I'm not very clever on mathematics and I'm not being able to start building a solution to this. I'm trying to develop an algorithm with which I can solve the following problem. Let's say I have a set of number $\{1, 2, 3, 4\}$, I want to go from $x$ ($x$ being in the subset $\{1,2,3\}$) to $4$ using all possible routes given that the possible routes are:
starting from $1$ $$ \{1,4\}, \{(1,2),(2,4)\},\{(1,3),(3,4)\},\{(1,2),(2,3),(3,4)\} $$ starting from $2$ $$ \{2,4\}, \{(2,3),(3,4)\} $$ starting from $3$ $$ \{3,4\} $$
As I said I'm not being able to develop a proper solution without doing it by hand, I would like to build an algorithm in which the input would be the boundaries of the set (in the case I presented $1$ and $4$) and the output would be the subsets with all possible combinations. Where can I start? Is this traveling salesman problem? What literature could I use to find out about this problem?
Unless I misunderstand your question, I think you missed e.g. $1\to3\to2\to4$.
You are using here permutation groups of the set $\{1,2,3,4\}$ and that would be a good thing to search for in the literature. These are subgroups of the symmetric group.
Note that this is often not always a commutative or abelian group because it matters in which orders you permute elements.
The transpositions are the elements of the permutation group that exchange two elements and leave all the others fixed.
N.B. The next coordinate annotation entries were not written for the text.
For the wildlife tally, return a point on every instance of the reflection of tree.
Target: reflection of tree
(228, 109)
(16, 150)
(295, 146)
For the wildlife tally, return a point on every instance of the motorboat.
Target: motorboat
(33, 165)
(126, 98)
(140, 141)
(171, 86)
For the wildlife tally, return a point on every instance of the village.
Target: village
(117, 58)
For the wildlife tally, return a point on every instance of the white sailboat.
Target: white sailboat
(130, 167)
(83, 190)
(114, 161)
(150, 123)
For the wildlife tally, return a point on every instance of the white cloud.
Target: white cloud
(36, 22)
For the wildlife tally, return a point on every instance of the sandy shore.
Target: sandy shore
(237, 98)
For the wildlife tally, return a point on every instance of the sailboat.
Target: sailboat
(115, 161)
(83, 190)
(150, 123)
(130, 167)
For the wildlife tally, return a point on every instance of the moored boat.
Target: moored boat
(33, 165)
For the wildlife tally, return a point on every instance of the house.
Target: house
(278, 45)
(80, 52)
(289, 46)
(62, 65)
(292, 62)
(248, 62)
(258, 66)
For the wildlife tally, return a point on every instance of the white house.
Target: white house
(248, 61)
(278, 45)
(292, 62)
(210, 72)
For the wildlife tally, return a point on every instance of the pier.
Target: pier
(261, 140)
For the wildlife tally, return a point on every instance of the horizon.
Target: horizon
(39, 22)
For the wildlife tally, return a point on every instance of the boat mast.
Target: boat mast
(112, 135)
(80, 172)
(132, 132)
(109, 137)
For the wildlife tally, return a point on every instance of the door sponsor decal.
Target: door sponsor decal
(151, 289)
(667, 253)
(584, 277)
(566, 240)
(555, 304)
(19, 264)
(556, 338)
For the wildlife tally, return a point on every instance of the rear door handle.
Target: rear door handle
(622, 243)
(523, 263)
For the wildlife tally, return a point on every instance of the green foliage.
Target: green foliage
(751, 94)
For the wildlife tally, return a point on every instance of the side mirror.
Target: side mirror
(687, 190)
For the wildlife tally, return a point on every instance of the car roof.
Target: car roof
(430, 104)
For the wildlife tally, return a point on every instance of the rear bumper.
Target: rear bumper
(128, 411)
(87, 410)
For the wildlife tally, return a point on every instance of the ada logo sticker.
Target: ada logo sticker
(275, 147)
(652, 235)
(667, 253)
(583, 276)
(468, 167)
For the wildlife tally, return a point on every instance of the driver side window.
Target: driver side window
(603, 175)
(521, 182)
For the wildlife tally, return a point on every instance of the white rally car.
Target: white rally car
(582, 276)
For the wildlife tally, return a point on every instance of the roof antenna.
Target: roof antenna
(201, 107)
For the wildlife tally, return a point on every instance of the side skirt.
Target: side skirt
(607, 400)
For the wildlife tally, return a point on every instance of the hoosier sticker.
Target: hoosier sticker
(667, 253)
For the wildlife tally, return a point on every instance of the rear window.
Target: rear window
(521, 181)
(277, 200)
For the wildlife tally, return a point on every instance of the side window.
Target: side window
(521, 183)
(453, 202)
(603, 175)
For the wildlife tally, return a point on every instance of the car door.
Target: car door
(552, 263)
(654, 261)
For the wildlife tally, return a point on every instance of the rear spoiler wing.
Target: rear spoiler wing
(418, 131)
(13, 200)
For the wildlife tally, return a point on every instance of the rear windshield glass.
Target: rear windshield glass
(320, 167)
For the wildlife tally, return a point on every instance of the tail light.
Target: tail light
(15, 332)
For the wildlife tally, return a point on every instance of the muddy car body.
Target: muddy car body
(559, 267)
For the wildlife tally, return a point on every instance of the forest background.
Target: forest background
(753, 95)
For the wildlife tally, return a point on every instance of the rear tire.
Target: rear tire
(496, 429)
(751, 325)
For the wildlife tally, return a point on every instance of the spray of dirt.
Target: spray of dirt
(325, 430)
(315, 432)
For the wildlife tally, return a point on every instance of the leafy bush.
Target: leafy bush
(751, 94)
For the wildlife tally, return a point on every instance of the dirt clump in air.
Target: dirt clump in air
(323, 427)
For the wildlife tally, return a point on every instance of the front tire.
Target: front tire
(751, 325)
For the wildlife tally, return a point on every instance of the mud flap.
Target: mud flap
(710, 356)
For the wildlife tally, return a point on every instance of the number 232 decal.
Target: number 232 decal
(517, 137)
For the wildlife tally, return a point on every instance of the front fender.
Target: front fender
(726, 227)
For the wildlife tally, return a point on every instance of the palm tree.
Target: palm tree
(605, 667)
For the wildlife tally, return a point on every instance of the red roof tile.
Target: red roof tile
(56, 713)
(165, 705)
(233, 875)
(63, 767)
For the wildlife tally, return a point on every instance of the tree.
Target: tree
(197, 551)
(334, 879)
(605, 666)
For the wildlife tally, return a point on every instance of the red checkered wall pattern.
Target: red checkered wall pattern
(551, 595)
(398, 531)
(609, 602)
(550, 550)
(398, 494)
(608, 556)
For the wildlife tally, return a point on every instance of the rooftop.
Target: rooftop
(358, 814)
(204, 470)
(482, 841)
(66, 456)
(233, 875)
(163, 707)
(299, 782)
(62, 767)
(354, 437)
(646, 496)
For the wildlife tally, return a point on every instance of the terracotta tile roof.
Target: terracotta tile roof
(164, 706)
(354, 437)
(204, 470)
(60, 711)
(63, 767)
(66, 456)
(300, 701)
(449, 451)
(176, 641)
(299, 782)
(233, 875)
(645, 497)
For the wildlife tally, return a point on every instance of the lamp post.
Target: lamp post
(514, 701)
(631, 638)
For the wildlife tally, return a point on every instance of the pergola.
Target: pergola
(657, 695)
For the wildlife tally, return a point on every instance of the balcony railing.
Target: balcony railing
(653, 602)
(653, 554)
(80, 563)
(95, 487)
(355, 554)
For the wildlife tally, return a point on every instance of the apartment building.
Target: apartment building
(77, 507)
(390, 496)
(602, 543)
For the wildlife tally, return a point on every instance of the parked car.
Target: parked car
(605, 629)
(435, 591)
E.g. $(1,2)$ is the transposition that exchanges $1$ for $2$. You are constructing a chain of transpositions that exchanges $4$ with any element in $\{1,2,3\}$
A simple algorithm for your purposes begins with the observation that there will never be more than three steps (assuming you do not want to retrace your steps. If you did, there would be infinitely many solutions). Knowing this you can construct an exhaustive list of every chain of transpositions of length three. Then you can check each in turn to determine whether it satisfies your required conditions.
All your examples are increasing, but you don't give this as a rule. If you require your sequences to be increasing then you can just use this rule to filter out appropriate solutions.